Attorney Corrie Boulay appeared before Clark in the first case she worked in the county's Domestic Violence Center. She was also part of Clark's final caseload last week.
"She's wonderful," Boulay said. "She's been a real asset to Howard County. I'm glad to have had her on so many of my cases."
"I just really didn't see see it that way," Clark said. "It was a job and I tried to do both of those jobs the best I could have."
Clark's background as a public defender, as well as the seven years she spent in private practice with her husband, prepared her well for the bench, Clark said.
"When I was in private practice, I had a largely civil type of caseload, and when I went to the public defender's office, I got all that experience with criminal [cases], I thought I had a really good, solid background," she said. "The only thing that makes me uneasy is when I'm not sure.

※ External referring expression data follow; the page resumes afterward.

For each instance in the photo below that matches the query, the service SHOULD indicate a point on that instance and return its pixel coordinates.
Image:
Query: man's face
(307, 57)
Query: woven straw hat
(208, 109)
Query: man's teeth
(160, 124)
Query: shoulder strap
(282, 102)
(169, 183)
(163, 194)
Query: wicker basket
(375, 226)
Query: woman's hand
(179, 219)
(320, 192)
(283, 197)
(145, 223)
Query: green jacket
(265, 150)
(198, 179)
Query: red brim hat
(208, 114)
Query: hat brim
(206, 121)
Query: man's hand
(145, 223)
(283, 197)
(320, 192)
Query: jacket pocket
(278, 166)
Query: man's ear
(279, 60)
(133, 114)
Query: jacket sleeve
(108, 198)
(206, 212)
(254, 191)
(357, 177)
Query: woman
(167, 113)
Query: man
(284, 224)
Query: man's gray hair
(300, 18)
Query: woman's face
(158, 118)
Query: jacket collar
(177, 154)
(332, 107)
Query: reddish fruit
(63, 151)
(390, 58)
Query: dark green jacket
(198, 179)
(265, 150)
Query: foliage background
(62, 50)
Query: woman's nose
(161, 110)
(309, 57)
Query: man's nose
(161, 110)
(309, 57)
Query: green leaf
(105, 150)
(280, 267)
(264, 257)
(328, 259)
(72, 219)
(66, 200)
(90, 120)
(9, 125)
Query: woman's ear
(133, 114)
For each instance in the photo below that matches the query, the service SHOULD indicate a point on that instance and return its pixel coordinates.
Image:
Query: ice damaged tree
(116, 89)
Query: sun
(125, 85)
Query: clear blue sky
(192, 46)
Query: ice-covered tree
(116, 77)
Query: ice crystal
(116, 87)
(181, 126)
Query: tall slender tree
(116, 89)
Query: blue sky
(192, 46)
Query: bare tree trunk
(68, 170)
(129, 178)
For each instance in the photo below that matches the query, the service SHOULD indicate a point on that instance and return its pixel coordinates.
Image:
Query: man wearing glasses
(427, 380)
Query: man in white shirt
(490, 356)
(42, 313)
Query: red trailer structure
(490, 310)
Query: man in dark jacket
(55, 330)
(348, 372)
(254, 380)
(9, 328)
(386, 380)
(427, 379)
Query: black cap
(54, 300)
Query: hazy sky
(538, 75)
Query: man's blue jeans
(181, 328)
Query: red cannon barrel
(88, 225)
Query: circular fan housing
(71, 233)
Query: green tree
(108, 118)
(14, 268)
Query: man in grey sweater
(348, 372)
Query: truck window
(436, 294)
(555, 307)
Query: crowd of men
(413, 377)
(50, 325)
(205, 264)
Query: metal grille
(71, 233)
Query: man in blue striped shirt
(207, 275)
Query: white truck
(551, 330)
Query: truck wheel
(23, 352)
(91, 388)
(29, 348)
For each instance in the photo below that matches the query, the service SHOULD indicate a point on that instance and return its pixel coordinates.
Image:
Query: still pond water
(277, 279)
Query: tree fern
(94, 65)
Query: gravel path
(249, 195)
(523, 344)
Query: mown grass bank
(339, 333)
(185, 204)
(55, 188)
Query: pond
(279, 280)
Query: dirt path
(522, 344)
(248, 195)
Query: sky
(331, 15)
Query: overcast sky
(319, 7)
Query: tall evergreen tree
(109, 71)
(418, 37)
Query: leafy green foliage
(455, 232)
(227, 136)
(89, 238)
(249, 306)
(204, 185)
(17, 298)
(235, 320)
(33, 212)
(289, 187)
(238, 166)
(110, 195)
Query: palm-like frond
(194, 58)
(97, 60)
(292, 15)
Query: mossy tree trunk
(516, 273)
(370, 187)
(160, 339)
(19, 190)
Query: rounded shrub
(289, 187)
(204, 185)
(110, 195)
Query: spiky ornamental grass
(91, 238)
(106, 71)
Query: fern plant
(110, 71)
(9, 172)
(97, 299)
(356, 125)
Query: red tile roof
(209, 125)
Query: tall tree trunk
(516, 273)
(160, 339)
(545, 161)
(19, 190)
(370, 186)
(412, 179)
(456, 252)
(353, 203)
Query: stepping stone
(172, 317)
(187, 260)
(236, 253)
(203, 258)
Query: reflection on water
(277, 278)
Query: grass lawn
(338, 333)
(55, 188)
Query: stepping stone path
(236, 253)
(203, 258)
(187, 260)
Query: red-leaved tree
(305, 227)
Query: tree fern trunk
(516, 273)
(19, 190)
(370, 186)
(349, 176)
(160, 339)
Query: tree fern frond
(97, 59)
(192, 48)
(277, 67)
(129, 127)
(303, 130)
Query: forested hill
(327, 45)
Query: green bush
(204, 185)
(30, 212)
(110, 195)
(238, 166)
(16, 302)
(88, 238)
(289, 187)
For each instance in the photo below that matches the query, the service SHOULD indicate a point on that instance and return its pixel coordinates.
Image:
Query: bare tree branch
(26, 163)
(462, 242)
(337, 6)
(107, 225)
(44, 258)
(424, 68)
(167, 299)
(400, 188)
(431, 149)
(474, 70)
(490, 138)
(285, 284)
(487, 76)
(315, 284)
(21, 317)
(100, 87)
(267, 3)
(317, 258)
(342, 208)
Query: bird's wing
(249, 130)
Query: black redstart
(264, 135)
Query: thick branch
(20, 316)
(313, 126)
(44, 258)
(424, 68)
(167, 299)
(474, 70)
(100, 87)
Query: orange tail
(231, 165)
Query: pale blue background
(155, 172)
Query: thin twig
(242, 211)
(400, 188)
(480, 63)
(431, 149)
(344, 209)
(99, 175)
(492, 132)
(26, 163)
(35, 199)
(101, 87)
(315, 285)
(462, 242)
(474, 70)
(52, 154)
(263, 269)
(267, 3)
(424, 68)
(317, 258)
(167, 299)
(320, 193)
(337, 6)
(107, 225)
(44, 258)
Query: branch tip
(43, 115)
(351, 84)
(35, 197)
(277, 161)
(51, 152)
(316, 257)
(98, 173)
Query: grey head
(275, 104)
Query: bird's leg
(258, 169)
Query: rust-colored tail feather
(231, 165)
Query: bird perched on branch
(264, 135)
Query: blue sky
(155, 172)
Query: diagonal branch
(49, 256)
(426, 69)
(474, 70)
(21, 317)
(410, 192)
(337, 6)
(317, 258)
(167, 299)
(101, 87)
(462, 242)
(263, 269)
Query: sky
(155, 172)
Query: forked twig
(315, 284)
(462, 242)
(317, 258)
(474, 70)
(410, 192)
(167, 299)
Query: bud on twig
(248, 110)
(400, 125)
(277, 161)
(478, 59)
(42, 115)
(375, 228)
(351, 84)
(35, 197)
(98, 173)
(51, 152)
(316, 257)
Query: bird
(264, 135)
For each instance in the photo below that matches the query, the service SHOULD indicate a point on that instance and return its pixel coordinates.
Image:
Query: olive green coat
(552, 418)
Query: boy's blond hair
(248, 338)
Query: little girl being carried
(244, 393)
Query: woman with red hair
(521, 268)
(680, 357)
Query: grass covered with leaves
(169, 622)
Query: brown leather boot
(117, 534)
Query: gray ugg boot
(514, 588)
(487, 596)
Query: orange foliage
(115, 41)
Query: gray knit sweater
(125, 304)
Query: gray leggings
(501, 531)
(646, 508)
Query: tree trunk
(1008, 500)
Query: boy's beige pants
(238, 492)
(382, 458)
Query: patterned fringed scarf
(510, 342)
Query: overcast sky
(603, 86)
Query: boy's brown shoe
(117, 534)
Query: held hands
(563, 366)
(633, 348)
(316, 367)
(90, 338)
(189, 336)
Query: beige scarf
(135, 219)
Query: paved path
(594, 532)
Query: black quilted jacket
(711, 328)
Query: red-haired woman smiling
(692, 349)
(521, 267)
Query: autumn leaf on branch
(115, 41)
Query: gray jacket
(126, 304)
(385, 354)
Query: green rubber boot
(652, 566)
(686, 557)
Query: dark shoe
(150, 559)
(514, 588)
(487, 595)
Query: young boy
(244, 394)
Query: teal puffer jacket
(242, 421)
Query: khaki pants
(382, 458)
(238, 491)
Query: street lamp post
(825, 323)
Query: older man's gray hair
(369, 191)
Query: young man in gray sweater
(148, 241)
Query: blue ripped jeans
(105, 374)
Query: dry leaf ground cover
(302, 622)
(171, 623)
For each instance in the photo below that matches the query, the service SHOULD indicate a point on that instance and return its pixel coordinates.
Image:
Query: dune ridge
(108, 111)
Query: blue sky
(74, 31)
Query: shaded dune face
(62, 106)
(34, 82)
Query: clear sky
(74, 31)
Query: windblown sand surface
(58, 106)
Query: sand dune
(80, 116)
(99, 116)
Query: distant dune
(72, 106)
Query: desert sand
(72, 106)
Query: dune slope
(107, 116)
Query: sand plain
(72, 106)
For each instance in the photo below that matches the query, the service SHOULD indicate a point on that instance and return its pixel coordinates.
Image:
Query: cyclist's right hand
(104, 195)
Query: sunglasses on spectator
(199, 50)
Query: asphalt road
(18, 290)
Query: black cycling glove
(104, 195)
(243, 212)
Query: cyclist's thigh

But criminal is 80 percent of the docket. And I didn't feel uncomfortable doing any of those."
What Clark enjoyed most was the camaraderie among her fellow District Court judges.
"This is a wonderful place to work," she said. "I've always felt very comfortable here. The other judges are very helpful. The basic rule is, 'If you finish early, you see if anyone else needs help.' It's a very collegial atmosphere."
'I'll go anywhere, any day'While she is officially retired and starting to work on her own "to do list," Clark has filled out the paperwork to become a "visiting" judge throughout Maryland.
"I plan to ingratiate myself to the woman who does these placements and tell her initially, 'I'll go anywhere, any day.' I'll tell her initially I'll go anywhere and do anything and get in her good graces," Clark said. "Isn't it funny, they make me retire and let me come back and hear things," she said. "I guess everybody isn't the same at 70. Lots of judges sit five and six years after they retire. I think anything that keeps you active and involved is probably good for you."
No "Judge Gail" shows in the works?
"Don't I wish," she joked. "Judge Judy makes $8 million a year."